Violating liquor law; from Chattooga City Court — Judge Rivers. March 30, 1950.
Bobby Lee Cook, for plaintiff in error.
John W. Davis, Solicitor-General, pro tempore, contra.
1. All who aid and abet in the commission of a misdemeanor, as well as those who immediately perpetrate it are principals. Southern Express Co. v. State, 6 Ga. App. 31 ( 64 S.E. 341); Bracewell v. State, 21 Ga. App. 133 ( 94 S.E. 91).
2. There is a legal rebuttable presumption that all the household effects, including any intoxicating liquors, belong to the head of the house. Baron v. State, 46 Ga. App. 829 ( 169 S.E. 323); Penney v. State, 43 Ga. App. 466 ( 159 S.E. 289).
3. Where the State relies for a conviction on circumstantial evidence alone, the proved facts must not only be consistent with the hypothesis of guilt, but must exclude every other reasonable hypothesis except that of the guilt of the accused. Code, § 38-109 and cases there cited.
4. In view of the foregoing principles of law, the evidence in the instant case is sufficient to overcome the presumption that any whisky that may have been in the home was in the charge, custody and control of the mother of the defendant, she being the head of the house. It is sufficient to have authorized the jury to find that the defendant was aiding and abetting in the commission of a misdemeanor and actively participating therein. It is also sufficient to exclude every other reasonable hypothesis save that of the guilt of the accused.
The judgment of the trial court overruling the motion for a new trial is without error.
Judgment affirmed. Sutton, C.J., MacIntyre, P.J., Felton and Worrill, JJ., concur. Townsend, J., dissents.
The defendant was tried in the City Court of Chattooga County on an accusation charging her with the offense of unlawfully possessing whisky. According to the evidence, two police officers went to the home of the mother of the defendant, who lives next door to the defendant in the City of Summerville, during the daytime, and found the defendant, her mother and another person sitting on the front porch. Upon the approach of the officers the defendant and her mother immediately got up and went into the house. One of the police officers came to the front door and upon trying it found that it was locked. The other police officer went to the back door and found it was locked. The latter officer heard some liquid going down the kitchen sink drain which empties out into a drain ditch by the side of the house. Shortly thereafter the defendant was heard to say, "All right, Mama, let them in now." The defendant's mother then opened the house. The officers came in and searched the premises. An open fruit jar was found on a cabinet somewhere in the house. This fruit jar had the odor of whisky but contained none. The kitchen sink had the odor of liquor about it, as had the ground outside where it emptied into the drain. While in the house the officers noticed that the hydrant was dripping with water in the kitchen sink.

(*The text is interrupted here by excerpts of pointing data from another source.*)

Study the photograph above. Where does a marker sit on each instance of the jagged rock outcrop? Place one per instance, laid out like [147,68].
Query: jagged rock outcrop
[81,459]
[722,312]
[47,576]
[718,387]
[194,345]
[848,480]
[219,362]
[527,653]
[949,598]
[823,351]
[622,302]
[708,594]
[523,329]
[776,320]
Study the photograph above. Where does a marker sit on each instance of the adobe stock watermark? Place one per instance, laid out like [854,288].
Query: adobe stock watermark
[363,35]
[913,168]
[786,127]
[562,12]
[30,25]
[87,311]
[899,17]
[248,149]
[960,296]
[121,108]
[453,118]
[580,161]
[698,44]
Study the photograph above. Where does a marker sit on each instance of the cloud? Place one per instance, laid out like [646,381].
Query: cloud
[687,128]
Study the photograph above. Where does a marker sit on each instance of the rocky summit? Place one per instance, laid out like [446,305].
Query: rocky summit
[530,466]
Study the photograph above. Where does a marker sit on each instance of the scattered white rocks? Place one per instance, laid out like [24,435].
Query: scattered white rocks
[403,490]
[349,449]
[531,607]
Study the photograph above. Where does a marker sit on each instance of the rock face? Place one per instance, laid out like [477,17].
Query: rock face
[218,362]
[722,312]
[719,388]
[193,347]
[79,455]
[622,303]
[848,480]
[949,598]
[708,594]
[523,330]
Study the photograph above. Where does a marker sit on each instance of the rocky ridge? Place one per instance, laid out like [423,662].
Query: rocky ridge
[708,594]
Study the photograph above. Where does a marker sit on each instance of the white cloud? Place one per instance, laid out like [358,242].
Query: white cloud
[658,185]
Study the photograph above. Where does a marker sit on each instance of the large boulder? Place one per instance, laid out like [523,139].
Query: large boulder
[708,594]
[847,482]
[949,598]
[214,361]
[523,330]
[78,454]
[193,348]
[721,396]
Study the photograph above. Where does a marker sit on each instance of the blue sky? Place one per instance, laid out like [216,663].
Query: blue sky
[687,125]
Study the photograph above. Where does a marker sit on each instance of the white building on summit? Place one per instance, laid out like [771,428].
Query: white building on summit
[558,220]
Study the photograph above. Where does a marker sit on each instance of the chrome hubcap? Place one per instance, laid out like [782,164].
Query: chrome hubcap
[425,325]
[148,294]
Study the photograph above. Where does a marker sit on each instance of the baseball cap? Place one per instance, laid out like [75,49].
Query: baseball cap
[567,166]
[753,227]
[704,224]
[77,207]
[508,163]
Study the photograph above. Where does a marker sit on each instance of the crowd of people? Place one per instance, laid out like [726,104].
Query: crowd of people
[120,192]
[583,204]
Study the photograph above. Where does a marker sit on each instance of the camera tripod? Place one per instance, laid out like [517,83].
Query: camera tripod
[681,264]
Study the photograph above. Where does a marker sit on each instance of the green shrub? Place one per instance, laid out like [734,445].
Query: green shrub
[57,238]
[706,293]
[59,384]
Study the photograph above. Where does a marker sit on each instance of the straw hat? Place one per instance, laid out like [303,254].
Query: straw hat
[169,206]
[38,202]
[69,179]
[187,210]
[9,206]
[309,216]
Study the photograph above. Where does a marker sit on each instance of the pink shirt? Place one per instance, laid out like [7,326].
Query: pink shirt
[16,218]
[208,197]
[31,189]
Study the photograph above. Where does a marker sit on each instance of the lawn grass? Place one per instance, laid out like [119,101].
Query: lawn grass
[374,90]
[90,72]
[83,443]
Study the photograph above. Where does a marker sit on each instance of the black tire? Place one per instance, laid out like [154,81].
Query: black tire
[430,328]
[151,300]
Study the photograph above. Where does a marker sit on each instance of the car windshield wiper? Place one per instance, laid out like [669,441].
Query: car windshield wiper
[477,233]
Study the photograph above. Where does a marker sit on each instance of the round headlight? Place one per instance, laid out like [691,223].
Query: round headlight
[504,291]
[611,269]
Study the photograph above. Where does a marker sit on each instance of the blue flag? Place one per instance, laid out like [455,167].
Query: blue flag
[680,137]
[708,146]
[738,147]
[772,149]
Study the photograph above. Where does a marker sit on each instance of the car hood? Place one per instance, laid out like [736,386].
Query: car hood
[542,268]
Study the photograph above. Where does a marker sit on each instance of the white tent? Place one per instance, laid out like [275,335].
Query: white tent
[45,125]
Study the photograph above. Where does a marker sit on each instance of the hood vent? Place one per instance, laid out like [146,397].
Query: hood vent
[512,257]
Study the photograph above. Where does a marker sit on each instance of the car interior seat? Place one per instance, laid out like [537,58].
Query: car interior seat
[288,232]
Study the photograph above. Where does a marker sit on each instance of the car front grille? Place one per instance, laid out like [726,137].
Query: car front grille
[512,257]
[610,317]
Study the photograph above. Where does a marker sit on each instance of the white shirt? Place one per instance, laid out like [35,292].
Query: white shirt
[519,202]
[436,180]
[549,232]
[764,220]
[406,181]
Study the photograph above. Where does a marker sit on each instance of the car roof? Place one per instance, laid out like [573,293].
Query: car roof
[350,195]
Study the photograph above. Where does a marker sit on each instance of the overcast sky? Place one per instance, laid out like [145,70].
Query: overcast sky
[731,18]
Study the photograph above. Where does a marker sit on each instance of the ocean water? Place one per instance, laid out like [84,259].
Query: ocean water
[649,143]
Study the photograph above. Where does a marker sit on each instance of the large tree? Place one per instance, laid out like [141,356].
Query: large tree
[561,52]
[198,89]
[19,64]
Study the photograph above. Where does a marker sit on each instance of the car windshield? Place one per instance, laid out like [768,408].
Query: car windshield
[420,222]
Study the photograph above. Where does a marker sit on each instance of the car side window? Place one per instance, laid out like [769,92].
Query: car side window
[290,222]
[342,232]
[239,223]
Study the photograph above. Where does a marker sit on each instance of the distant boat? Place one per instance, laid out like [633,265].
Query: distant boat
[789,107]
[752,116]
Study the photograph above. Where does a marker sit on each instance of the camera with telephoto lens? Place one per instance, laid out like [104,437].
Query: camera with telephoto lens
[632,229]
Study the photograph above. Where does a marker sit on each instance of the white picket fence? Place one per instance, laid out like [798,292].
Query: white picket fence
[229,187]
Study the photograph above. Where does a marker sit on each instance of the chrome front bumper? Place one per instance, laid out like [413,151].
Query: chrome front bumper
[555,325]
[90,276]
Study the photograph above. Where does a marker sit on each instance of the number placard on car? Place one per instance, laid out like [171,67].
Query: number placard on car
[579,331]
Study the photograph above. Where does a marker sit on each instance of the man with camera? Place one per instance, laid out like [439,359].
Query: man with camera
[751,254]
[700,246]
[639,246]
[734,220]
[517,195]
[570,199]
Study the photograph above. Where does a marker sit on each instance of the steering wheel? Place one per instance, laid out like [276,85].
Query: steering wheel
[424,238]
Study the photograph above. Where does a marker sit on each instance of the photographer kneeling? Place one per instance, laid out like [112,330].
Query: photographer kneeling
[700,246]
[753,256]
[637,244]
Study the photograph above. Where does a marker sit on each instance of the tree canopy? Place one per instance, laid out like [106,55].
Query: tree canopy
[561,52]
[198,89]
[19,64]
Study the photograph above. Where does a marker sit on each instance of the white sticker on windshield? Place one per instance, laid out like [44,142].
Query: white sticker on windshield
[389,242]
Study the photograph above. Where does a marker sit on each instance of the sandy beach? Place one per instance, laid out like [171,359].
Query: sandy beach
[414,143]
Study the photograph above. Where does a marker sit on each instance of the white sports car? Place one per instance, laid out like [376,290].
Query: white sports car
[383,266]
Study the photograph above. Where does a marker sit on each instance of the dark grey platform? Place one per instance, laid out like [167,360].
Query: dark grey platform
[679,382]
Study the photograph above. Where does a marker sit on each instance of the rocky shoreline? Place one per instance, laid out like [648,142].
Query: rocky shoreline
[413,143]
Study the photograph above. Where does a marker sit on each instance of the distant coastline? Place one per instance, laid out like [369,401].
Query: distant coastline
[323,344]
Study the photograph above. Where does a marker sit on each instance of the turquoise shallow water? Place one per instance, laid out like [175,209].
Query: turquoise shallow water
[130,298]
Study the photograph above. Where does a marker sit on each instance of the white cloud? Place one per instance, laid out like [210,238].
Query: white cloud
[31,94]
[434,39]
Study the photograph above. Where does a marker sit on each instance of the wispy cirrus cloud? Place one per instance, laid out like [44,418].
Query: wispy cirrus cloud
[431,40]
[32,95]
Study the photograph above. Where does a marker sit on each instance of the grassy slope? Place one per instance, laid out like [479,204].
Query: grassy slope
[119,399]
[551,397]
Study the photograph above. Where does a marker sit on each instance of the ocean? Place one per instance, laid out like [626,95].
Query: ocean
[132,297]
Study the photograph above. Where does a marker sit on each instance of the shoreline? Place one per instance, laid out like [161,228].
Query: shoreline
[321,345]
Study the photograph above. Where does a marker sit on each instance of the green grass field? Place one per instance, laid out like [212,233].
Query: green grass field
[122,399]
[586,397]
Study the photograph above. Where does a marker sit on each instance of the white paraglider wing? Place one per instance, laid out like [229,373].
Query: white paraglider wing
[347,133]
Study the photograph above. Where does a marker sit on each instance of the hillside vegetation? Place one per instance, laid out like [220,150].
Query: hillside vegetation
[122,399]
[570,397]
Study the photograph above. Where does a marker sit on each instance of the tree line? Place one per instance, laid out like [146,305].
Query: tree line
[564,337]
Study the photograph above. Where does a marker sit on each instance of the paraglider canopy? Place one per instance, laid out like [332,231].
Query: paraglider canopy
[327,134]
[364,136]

The defendant in explanation of her presence in the home stated that due to her mother's illness she was cooking for her. She denied any knowledge of or connection with the unlawful possession of whisky.
Upon her conviction the defendant filed a motion for a new trial on the general grounds, and the overruling of this motion is assigned as error.
Applying the principles of law laid down in headnotes 1, 2 and 3 to the statement of facts hereinafter set forth, it is my opinion that the evidence in the instant case is not sufficient to overcome the presumption that any whisky that may have been in the home was in the charge, custody and control of the mother of the defendant, she being the head of the house. Nor is it sufficient to show that the defendant aided and abetted in the commission of a misdemeanor and thereby became guilty thereof as a principal. Nor is the evidence sufficient to exclude every other reasonable hypothesis save that of the guilt of the accused.